Fig. 6.2, Mechanisms present in healthy coronary arteries that control local vasomotion, maintain an anticoagulant surface, and sustain a biologic barrier that prevents infiltration and cell proliferation. EC, Endothelial cells; EDHF, endothelium-derived hyperpolarizing factor; ET-1, endothelin-1; NO, nitric oxide; PAI-1, plasminogen activator inhibitor-1; PGI2, prostacyclin; Rho, Rho proteins; TF, tissue factor; TM, thrombomodulin; TXA-2, thromboxane A 2 .

Coronary Arterial System

The coronary arterial system is composed of three compartments that have different functions ( Fig. 6.3 ). The large epicardial coronary arteries (diameter ~500 µm to ~5 mm) visualized on coronary angiography have a capacitance function and offer little resistance to blood flow. During systole, epicardial coronary arteries dilate and accumulate elastic energy as they increase their blood content by about 25%. This elastic energy is transformed into blood kinetic energy at the beginning of diastole and contributes to the prompt reopening of intramyocardial vessels that had been compressed closed by systole. Prearterioles (diameter ~100 to 500 µm) represent the intermediate compartment and are characterized by a measurable pressure drop along their length. Their specific function is to maintain pressure at the origin of the next compartment within a narrow range in response to changes in coronary perfusion pressure and/or flow; proximal prearterioles are most responsive to changes in flow, whereas distal prearterioles are most responsive to changes in pressure. Finally, the distal compartment is composed of arterioles (diameter <100 µm), which are characterized by a very large pressure drop along their length. Arterioles are the site of metabolic regulation of myocardial blood flow because their tone is influenced by substances (such as hydrogen peroxide and adenosine) produced during myocardial metabolism. The specific function of arterioles is the matching of myocardial blood supply and oxygen demand. Notably, each compartment is governed by distinct regulatory mechanisms. In contrast to the epicardial arteries, both prearterioles and arterioles are below the resolution of current angiographic systems and, therefore, cannot be visualized using angiography. The importance of coronary microcirculation for the maintenance of appropriate myocardial perfusion has been recognized by physiologists since the 1950s; evidence has accrued over the past 30 years indicating that functional and structural abnormalities of this section of the circulation can be responsible for impairment of myocardial perfusion and ischemia, a condition often referred to as coronary microvascular dysfunction (CMD). CMD has a high prevalence in both men (51%) and women (54%) with suspected CAD and is associated with adverse outcomes in both stable CAD and acute MI.

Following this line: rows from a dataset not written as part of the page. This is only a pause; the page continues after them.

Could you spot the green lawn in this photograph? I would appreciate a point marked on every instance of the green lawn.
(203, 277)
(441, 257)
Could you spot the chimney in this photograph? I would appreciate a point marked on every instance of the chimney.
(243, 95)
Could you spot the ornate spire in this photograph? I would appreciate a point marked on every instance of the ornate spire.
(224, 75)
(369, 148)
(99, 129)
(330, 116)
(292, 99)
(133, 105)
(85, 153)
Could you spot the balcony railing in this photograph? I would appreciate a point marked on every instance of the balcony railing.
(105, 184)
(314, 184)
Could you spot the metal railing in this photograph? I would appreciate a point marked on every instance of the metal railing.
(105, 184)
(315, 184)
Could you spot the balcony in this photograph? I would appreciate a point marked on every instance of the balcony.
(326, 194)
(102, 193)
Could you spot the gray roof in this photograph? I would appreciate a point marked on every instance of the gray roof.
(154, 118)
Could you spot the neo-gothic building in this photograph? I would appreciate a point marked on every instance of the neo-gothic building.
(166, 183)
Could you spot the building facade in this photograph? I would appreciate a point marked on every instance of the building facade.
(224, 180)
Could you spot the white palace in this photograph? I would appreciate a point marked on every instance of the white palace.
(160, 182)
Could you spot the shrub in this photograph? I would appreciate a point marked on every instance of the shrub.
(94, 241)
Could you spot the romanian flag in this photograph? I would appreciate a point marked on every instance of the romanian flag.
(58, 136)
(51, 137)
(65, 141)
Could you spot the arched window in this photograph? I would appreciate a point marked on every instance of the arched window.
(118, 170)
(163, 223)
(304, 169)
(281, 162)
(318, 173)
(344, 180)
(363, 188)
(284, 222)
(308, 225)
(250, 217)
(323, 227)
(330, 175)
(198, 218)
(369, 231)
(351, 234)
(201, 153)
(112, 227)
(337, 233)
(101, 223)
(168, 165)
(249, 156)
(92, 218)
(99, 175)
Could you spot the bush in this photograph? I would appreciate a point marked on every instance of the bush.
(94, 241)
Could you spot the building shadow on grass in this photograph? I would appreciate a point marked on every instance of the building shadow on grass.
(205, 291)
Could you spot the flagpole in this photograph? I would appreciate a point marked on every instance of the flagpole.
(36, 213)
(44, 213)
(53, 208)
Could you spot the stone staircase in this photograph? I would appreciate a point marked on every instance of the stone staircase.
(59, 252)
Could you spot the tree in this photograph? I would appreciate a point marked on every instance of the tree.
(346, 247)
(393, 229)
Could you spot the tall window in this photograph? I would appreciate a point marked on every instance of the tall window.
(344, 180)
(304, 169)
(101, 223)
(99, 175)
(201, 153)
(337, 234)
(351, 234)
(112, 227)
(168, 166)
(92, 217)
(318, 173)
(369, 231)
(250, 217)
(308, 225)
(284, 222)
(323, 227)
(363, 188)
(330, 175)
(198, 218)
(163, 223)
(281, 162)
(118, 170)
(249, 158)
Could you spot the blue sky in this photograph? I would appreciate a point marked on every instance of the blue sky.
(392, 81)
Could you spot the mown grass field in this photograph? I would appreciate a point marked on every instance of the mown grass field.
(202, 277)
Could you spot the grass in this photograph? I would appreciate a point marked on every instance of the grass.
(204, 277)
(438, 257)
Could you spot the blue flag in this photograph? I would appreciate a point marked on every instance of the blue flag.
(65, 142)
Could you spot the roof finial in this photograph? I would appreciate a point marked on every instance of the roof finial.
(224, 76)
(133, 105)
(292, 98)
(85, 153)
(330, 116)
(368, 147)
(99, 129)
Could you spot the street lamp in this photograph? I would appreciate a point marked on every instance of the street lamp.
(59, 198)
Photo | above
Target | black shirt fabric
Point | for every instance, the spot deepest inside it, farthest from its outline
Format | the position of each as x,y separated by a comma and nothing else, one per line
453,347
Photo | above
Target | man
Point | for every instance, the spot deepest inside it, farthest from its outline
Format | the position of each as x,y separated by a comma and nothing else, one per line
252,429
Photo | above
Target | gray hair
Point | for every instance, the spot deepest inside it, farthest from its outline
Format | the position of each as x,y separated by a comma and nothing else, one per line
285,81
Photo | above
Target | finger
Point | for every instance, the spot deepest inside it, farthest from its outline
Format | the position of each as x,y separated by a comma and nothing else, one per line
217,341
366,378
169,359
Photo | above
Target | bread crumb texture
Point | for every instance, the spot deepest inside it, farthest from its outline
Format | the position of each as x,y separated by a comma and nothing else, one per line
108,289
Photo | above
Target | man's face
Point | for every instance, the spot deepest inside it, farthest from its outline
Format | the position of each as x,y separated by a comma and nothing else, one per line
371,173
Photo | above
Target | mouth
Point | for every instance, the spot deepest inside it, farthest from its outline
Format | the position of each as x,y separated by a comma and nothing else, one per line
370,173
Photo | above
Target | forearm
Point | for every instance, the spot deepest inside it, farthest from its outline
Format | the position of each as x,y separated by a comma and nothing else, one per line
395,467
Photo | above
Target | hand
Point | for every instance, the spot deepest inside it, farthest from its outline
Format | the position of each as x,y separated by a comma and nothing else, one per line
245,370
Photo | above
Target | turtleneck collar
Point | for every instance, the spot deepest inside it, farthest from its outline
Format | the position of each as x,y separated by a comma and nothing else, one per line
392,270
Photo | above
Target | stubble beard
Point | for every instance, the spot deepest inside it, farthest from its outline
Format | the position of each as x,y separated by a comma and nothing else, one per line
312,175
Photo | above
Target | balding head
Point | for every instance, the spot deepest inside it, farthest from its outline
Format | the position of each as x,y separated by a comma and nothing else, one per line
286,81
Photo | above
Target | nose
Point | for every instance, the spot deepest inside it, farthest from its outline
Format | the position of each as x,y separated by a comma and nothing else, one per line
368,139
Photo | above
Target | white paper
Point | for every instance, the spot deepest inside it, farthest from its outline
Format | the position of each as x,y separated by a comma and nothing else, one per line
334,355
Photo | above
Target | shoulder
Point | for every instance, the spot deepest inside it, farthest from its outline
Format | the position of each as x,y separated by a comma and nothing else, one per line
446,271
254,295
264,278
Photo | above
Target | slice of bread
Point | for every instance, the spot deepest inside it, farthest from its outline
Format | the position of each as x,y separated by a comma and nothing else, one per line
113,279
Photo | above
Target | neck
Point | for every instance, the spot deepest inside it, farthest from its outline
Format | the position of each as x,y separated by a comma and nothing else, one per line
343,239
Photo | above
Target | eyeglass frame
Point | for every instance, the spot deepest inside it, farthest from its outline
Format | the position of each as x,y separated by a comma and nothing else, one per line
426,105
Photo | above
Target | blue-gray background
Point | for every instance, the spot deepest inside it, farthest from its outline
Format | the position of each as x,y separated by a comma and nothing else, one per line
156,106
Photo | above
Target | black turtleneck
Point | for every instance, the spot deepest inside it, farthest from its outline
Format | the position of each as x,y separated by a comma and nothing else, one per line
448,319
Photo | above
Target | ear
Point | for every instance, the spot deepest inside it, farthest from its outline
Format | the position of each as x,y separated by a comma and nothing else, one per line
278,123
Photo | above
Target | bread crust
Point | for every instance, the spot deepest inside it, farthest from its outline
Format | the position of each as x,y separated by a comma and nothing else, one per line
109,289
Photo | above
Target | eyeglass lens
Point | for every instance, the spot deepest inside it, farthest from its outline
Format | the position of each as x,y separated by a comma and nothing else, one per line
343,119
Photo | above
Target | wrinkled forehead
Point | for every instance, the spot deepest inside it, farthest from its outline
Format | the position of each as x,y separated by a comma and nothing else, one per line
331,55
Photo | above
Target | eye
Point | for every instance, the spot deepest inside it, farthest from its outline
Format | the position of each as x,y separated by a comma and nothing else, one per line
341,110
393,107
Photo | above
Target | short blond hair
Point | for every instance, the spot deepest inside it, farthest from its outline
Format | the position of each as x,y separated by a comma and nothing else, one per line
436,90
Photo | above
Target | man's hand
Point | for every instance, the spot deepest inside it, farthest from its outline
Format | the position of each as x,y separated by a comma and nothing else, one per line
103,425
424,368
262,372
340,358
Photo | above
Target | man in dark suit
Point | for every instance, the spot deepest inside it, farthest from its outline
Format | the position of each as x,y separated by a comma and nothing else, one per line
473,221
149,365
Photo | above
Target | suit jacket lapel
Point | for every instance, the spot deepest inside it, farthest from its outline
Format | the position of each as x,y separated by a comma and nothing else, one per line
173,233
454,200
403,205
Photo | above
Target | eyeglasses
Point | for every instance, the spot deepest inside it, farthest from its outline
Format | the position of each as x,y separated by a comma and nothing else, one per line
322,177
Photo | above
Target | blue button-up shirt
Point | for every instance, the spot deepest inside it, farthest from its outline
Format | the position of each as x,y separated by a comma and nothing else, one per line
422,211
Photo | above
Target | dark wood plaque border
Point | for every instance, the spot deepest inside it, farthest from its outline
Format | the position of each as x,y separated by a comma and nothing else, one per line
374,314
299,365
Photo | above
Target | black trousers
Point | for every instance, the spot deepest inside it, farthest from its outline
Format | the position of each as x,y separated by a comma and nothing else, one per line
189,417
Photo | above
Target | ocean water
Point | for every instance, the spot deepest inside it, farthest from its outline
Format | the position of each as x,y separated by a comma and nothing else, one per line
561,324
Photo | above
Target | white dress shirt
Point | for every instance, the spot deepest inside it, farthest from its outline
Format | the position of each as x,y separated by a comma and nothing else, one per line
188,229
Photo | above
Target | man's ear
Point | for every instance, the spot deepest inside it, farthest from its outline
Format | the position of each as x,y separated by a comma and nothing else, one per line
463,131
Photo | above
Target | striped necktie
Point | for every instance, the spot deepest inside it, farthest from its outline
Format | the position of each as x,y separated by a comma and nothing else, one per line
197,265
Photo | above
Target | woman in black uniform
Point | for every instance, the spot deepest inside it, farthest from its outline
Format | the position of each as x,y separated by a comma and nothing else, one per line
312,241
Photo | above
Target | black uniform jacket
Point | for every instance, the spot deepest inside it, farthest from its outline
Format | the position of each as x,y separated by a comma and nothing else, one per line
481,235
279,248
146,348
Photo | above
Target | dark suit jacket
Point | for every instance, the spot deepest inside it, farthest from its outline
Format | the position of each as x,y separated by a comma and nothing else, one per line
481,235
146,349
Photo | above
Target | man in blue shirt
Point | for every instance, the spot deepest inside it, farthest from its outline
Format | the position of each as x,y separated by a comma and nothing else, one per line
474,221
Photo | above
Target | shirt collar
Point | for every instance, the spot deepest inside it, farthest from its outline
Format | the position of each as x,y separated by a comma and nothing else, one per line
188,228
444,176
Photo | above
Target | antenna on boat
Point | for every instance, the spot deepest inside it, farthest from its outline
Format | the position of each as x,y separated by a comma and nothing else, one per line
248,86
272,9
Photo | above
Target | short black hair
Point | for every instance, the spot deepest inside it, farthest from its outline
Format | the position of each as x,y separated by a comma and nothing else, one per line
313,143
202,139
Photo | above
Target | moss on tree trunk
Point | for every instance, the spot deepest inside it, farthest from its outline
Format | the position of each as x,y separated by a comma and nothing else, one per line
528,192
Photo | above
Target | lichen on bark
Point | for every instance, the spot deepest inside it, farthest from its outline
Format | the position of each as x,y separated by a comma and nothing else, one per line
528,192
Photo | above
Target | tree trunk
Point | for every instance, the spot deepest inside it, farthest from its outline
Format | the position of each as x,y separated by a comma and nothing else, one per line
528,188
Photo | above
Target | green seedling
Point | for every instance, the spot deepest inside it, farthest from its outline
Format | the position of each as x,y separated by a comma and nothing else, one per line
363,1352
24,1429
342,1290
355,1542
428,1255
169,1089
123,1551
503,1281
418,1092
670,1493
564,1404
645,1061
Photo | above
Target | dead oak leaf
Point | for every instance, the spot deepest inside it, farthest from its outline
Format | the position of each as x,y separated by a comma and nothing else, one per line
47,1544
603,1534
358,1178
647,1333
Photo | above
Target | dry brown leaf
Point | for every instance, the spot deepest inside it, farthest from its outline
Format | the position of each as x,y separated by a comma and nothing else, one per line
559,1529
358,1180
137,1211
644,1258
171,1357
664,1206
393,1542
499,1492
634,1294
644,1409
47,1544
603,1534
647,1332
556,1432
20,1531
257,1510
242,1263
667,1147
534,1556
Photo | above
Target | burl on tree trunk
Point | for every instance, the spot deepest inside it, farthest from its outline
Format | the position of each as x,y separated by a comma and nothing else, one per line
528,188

Fig. 6.3, Coronary arterial circulation. The coronary arterial system comprises large conductive vessels and the microcirculation (prearterioles and arterioles). The drop of pressure relative to that in the aorta is negligible in conductive vessels. By contrast, a considerable pressure drop occurs through prearterioles and, to a larger extent, through arterioles. Conductive vessels and (to an even greater extent) proximal prearterioles are most responsive to flow-dependent dilatation. Distal prearterioles are most responsive to changes in intravascular pressure and are mainly responsible for autoregulation of coronary blood flow, whereas arterioles are most responsive to changes in the intramyocardial concentration of metabolites and are mainly responsible for the metabolic regulation of coronary blood flow.